The Crescent/Frond symbiote is a pretty badass predator. But there’s always a bigger fish. The Deep Biggo (I’m really hoping to come up with a better name before publication) is a filter feeder with a symbiotic trick up its sleeve for getting bigger prey.
The genes of the creatures in this ecosystem are particularly prone to horizontal transfer. In fact, it’s one of the primary forces of evolution in this great ocean: what we would consider interspecies sex, coöperation, or consumption is rarely as distinct as it is on Earth.
The Deep Biggo here consumes fresh cobalt from deeper deep sea vents than the Crescents can descend to. These relatively unpopulated locations allow them to swallow large amounts of the element in relative peace. But that water has much less oxygen than surface water, so it rises into the shallower depths, vacuuming up schools of smaller creatures as it goes, absorbing coboglobin and other nutrients from their bodies.

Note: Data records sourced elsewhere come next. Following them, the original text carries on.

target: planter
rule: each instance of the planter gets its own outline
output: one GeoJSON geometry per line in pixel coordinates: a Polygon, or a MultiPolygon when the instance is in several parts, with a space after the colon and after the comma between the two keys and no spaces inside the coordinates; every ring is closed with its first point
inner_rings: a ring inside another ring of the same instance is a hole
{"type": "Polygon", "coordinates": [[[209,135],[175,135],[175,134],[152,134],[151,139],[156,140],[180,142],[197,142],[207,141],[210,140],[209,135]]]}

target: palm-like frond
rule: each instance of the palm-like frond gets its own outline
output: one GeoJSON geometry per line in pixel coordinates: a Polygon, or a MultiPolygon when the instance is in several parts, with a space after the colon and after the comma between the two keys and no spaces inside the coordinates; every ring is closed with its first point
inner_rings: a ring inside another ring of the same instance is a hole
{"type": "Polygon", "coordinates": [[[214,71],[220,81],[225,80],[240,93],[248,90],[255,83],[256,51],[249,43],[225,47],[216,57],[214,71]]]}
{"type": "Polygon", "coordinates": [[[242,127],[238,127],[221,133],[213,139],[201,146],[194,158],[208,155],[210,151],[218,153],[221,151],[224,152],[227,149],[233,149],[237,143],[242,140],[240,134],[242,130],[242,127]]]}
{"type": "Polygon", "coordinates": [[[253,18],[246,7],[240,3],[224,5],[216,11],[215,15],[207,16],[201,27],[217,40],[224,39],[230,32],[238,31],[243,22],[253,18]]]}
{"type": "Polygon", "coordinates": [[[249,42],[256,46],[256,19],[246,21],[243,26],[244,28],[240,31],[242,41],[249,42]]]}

But when it finds larger prey like the Crescents, it has a second trick: its Interceptors are a separate species that live only in the muscular external ribs of the Deep Biggos. Through an electrical signal, the host organism releases a swarm of Interceptors to tackle larger prey by piercing their flesh with barbed heads and pumping out their bodily fluids. Even if the prey manages to escape, those nutrients become available again to the Deep Biggo. But if the Interceptor has succeeded in weakening a prey individual, it is because it is held in place by its own barbs. Along with the prey animal, the Interceptor is swallowed and absorbed, its coboglobin integrated directly into the bloodstream of the host, and its nutrients fed into the Interceptor eggs protected along the breathing ribs to form a new Interceptor.